Başkanlık Sisteminde Başkan tek kişilik yürütme (executive) organıdır. Bu göreve dört yıllık bir süre için, bir Başkan Yardımcısı ile birlikte seçilir. Yürütme yetkisini şahsında toplayan Başkan yasama organının bir üyesi olmadığı gibi; yasama organının üyelerinin seçiminde de herhangi bir rolü yoktur. Başkan; yasa tasarısı hazırlayamaz, yasama çalışmalarına katılamaz ve yasama organının çalışmalarını engelleyemez. Başkanın seçimine yönelik süreç de şöyle işler:  Siyasî partiler, önce eyaletler bazında bir “ön seçim” yaparak “seçici kurul”a (electoral college) delegelerini seçer. Her eyaletin “seçici kurul”a (electoral college) gönderdiği delege sayısı, ABD Temsilciler Meclisi’nde sahip olduğu ve eyalet nüfusunun sayımıyla belirlenen temsilci sayısına ilave olarak iki senatörün de eklenmesiyle bulunan sayıya eşittir. Bu delegeler de “Federal Genel Kurul”da kendi başkan adaylarını seçer. Mevcut başkanın ikinci dönem için aday olması durumunda, başkanın mensubu olduğu parti ön seçim yapmaz ve mevcut başkanı yeniden aday gösterir. Adaylar belirlendikten sonra, her dört yılda bir seçmenler, Başkanı seçecek delegeleri (electoral college); delegeler de başkanı seçer. Bir adayın Başkan seçilebilmesi için, 538 delegenin yarısından bir fazlasının (270) oyunu alması gerekmektedir. Başkan; Senato’nun rızası ve mevcut senatörlerin üçte ikisinin onayı ile antlaşmalar yapmaya; büyükelçileri, diplomatik kişi ve konsolosları, Yüksek Mahkeme hâkimlerini belirlemeye; Anayasa’nın öngörmediği ve yasalarla kurulacak Birleşik Devletler makamları için bütün görevlileri atamaya yetkilidir. Başkan, Başkan Yardımcısı ve Birleşik Devletler’in bütün sivil yetkilileri; vatana ihanet, rüşvet, diğer ağır suçlar ve görevi kötüye kullanmakla suçlanır ve mahkûm olurlarsa, görevlerinden el çektirilirler.

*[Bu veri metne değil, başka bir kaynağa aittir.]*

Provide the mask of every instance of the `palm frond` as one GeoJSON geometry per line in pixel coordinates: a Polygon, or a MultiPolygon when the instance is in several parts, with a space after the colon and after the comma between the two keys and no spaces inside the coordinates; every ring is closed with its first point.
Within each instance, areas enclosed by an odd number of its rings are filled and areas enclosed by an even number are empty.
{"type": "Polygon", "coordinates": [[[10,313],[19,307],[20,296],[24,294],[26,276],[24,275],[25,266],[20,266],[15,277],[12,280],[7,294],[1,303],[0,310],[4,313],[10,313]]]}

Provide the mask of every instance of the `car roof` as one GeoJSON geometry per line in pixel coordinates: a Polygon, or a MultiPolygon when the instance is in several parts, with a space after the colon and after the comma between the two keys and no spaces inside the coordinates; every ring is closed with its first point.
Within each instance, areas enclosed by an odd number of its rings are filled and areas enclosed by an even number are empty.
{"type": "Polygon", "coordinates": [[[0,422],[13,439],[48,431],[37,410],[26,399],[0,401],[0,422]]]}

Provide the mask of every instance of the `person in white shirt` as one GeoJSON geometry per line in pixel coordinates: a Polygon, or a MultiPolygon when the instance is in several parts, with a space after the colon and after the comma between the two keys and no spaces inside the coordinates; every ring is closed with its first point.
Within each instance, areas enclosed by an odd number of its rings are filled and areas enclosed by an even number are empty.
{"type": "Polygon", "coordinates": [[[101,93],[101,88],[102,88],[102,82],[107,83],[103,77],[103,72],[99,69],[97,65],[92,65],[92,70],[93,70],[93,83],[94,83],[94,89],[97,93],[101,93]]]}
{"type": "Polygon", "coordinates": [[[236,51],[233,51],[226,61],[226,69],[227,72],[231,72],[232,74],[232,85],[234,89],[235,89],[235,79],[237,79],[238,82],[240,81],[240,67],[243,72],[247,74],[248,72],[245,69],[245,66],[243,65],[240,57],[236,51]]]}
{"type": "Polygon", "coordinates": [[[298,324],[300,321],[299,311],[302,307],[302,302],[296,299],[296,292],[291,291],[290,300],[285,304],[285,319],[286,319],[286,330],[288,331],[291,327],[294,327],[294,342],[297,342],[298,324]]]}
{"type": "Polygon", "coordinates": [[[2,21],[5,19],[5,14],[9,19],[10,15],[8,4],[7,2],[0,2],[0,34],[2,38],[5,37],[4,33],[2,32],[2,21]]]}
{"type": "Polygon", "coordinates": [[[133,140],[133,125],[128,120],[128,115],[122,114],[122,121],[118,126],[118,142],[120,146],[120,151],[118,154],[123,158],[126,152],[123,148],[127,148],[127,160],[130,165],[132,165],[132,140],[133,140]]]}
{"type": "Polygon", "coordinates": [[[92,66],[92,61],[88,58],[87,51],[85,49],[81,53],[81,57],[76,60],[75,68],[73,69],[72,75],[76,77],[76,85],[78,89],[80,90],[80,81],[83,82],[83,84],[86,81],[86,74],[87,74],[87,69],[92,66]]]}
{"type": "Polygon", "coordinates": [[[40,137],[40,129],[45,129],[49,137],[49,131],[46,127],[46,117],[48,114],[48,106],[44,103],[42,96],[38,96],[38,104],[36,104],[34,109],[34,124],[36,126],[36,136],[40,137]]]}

Başkanlık Sisteminin üçüncü organı olan Yargı (Judicial); başında Yüce Mahkeme’nin (Supreme Court) bulunduğu, ülkeye yayılmış bir mahkemeler ağından oluşur.  Yüce Mahkeme, Anayasa tarafından özel olarak oluşturulan tek mahkemedir ve dokuz üyeden ibarettir. Yüce Mahkeme üyeleri kaydı hayat şartıyla atanırlar ve “iyi hâlleri” (good behavior)  sürdüğü müddetçe de ömür boyu görevde kalırlar. İyi hâlin kaybı, yani üyenin suç işlemesi durumunda “impeachment” usulünün işletilmesiyle Senatonun üçte ikisinin oyuyla görevden alınması da mümkündür. Üyelerin hepsini atama yetkisi Başkana aittir ancak, Başkanın ataması “senatonun görüş ve onayı”na bağlıdır. Senato onaylamadan önce, Başkan tarafından önerilen adayın sorgulamasını yapmak için bir komite oluşturur. Komitede sorgulama sözlü ve kamuya açıktır ve adayın siyasal eğilimlerini de özel hayatını da sorgulayabilir.  Güçler ayrılığı ilkesinin herhangi bir organ tarafından ihlali durumunda oluşacak problemleri çözmek yargıya, bilhassa Yüce Mahkeme’ye ait bir görevdir. Yüce Mahkeme’nin kararları mutlak surette bağlayıcıdır. Başkan; Yüce Mahkeme’nin kararlarına karşı, “Tanımıyorum, saygı da duymuyorum.” gibi cümleleri, aklından bile geçiremez…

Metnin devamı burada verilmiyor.